I was just wondering if it is worth getting a soap making software for my business and if so what one?

Thanks


----------



## Moody Glenn (Jun 20, 2013)

A very popular software is called SoapMaker 3. Here is the link: http://www.soapmaker.ca/ . It continually gets better and better.


----------



## jcandleattic (Jun 21, 2013)

Most soapers are going to say SM3 (soapmaker 3) as Moody suggested. 
If you don't want to put out the money (which really is not very much for the value the software provides) you can put together a simple formulated spreadsheet in excel. However excel will not do nearly what SM3.


----------



## lsg (Jun 21, 2013)

I can also recommend Soapmaker 3 Prof.  It is well worth the money.


----------



## three_little_fishes (Jun 21, 2013)

I was reading that Soapmaker 3 has spots where you can put in tax rates and it will calculate taxes that you will have to pay. Anyone know how many different tax rates it will calculate? I'd like to sell next year so I'm starting to look into some things like this on top of learning more about soap itself. I know that in FL I will have to pay fed, state, county, and city if I go to the market. I'm really not even sure if it will be worth it.


----------



## revalea30 (Jul 2, 2013)

Thanks for share the post.


----------



## danielle22033 (Jul 2, 2013)

three_little_fishes said:


> I was reading that Soapmaker 3 has spots where you can put in tax rates and it will calculate taxes that you will have to pay. Anyone know how many different tax rates it will calculate? I'd like to sell next year so I'm starting to look into some things like this on top of learning more about soap itself. I know that in FL I will have to pay fed, state, county, and city if I go to the market. I'm really not even sure if it will be worth it.

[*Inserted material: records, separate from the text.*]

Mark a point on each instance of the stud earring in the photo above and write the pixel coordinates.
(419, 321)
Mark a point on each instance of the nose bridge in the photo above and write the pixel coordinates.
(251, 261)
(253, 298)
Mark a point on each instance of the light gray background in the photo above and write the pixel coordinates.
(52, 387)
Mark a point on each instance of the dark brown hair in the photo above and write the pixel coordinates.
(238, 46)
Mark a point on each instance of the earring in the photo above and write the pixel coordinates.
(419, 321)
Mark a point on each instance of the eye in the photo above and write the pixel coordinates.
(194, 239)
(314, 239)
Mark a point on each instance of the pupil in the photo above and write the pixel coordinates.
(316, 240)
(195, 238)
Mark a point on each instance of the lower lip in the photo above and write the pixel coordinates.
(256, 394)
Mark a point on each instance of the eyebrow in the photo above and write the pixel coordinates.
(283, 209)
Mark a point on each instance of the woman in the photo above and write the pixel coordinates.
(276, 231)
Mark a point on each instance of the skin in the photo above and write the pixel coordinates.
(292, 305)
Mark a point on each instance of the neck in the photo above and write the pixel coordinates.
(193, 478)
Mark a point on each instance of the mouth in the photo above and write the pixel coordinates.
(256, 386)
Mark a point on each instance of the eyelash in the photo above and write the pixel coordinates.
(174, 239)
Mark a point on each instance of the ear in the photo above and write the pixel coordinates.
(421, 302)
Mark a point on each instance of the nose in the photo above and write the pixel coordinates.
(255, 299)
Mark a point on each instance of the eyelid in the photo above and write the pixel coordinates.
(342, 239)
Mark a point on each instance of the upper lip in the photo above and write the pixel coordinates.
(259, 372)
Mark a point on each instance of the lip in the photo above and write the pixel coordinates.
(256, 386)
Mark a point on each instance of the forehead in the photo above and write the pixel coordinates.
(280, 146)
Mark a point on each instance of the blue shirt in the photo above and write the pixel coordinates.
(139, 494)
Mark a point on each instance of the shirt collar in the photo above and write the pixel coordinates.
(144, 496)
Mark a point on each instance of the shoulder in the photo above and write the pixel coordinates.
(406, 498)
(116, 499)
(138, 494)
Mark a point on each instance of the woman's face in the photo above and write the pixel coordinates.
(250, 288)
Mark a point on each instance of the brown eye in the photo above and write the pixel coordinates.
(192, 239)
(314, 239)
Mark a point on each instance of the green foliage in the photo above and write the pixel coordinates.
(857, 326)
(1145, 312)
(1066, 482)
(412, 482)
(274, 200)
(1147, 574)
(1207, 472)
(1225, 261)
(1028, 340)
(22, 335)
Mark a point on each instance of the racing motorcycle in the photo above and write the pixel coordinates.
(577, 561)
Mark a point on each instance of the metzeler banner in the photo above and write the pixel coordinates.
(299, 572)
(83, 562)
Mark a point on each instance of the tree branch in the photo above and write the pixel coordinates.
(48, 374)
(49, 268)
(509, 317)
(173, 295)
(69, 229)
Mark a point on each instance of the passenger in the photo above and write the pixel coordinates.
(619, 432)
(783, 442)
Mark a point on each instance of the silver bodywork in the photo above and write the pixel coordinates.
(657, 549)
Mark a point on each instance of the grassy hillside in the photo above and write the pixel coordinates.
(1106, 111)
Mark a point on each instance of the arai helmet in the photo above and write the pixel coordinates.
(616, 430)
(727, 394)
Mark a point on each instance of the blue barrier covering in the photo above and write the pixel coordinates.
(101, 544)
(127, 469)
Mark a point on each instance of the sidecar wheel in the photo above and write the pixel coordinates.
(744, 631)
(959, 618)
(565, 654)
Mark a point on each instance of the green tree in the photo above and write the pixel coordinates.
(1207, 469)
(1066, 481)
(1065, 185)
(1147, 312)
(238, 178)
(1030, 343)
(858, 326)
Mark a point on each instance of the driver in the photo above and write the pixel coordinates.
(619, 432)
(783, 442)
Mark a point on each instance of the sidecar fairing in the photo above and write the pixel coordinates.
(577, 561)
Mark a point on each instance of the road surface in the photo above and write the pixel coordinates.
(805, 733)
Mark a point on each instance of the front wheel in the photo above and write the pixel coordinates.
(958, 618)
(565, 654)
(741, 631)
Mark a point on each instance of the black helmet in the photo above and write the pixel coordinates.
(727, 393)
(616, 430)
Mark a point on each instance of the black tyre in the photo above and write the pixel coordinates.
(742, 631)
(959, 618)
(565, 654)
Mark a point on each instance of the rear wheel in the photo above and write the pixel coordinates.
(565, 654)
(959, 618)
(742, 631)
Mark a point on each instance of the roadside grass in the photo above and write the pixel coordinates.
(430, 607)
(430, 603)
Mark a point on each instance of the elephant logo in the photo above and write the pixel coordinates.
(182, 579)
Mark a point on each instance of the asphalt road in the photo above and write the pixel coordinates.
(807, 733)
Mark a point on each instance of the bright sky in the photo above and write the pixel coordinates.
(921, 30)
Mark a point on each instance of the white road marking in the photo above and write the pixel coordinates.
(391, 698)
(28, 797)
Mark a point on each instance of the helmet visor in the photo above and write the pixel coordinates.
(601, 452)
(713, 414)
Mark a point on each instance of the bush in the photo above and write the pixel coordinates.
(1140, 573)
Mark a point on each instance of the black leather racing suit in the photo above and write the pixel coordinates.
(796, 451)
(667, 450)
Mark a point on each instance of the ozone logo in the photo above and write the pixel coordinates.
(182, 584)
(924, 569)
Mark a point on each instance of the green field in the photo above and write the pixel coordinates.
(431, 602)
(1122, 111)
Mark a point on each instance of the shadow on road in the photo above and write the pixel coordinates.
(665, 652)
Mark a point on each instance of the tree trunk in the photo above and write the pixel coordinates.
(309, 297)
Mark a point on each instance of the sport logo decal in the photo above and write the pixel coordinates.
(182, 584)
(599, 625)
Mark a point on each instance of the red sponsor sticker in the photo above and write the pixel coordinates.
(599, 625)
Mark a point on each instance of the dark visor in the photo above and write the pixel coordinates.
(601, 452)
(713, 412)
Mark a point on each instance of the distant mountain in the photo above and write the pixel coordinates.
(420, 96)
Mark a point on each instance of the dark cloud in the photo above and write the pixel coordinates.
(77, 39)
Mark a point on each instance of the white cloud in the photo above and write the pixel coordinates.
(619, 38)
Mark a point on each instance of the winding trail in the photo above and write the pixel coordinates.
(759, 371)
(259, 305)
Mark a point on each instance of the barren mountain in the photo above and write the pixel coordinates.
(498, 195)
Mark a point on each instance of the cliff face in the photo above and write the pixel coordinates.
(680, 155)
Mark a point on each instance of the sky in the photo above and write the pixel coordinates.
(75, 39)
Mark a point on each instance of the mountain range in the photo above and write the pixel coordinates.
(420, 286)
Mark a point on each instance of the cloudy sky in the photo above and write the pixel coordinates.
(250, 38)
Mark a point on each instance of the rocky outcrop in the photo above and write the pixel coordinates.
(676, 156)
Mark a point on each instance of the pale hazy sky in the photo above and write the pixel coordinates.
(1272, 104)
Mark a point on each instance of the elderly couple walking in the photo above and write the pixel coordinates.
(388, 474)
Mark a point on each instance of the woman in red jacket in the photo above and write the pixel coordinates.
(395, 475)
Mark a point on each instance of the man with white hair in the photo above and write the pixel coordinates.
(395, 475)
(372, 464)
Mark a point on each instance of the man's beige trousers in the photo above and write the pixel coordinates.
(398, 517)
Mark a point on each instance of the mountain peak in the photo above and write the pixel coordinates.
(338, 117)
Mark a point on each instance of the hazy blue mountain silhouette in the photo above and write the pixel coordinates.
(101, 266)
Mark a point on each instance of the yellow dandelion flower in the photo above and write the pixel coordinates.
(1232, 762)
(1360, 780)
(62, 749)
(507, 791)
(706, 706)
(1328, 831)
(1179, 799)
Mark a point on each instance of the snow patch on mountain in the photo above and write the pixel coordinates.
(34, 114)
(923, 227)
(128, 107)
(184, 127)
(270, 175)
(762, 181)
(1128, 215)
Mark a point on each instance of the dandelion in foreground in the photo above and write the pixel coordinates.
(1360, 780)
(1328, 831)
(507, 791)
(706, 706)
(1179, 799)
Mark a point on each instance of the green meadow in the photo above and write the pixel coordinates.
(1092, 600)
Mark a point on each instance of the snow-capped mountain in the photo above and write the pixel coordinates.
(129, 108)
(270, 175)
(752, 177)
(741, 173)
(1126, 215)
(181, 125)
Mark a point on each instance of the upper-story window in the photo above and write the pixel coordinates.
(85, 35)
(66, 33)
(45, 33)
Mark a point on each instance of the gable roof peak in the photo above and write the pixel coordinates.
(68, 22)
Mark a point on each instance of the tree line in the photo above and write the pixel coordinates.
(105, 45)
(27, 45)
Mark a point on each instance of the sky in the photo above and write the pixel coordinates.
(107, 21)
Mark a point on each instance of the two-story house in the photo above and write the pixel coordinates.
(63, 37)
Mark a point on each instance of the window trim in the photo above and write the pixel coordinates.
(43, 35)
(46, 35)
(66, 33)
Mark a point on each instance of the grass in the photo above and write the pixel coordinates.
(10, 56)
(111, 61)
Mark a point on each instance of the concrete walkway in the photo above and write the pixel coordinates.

I did end up getting soap maker 3 and it allows 2 different taxes.


----------



## Skatergirl46 (Jul 3, 2013)

I was going to buy Soapmaker but then I learned that it's not available for Mac. I don't really want to have to buy another program so I can use it. That's like paying twice as much.   Someone posted about using Bento for their recipes but I can't remember who it was. I have Bento, now I just have to figure it out.


----------



## Lindy (Jul 4, 2013)

With Mac you can buy an add-on that will run in a windows environment to allow you to use the program.  It is well worth it as there is nothing else on the market like it.


----------